I have never quite liked you January
Always feeling like you were the longest month
With the darkest nights and coldest days
And the least amount of money after over indulging at Christmas.
A month with nothing exciting to look forward to
Where no one wants to make plans.
You became the month of bad news
Chris started treatment in you, what now feels like a lifetime ago
You were the month that was filled with so much promise when we thought it was all over,
Shattered by re-diagnosis and the realisation that our time together was borrowed.
The month where some of the hardest moments I have experienced took place
And every year I’ll be reminded of them.
This year though, I think we have made some sort of peace
You have been kind to me after an awful December
I have noticed the nights starting to get a little lighter,
Ever so slowly
Instead of concentrating on the darkness.
I have made a conscious effort to be careful with money,
With a vow not to buy things I don’t need
Which has helped me worry less.
I have got out of the house with the kids
Giving them the adventures I have promised
Being outdoors giving my soul the fresh air it craves
Starting as I mean to go on.
I have spent time with good friends
Feeling loved and filling the days with laughter.
I started to move away from feeling guilty about doing things for me
Being by myself and spending time away from the kids.

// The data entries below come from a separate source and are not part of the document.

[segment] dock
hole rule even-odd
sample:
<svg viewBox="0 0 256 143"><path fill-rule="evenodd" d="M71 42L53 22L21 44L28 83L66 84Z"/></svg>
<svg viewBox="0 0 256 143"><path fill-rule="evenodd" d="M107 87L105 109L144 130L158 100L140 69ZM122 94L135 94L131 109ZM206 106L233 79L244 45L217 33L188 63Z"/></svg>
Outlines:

I have made plans, I have ideas, I have things to look forward to,
You have been kind to me January
Making me feel ok
A little braver, a little stronger, a little more relaxed, a little happier
My shoulders have felt lighter, the knot in my stomach less tight
More able to face the world.
Thank you for allowing me the gentle start to the year I needed
I hope the other months pay attention and are as good to us as you were.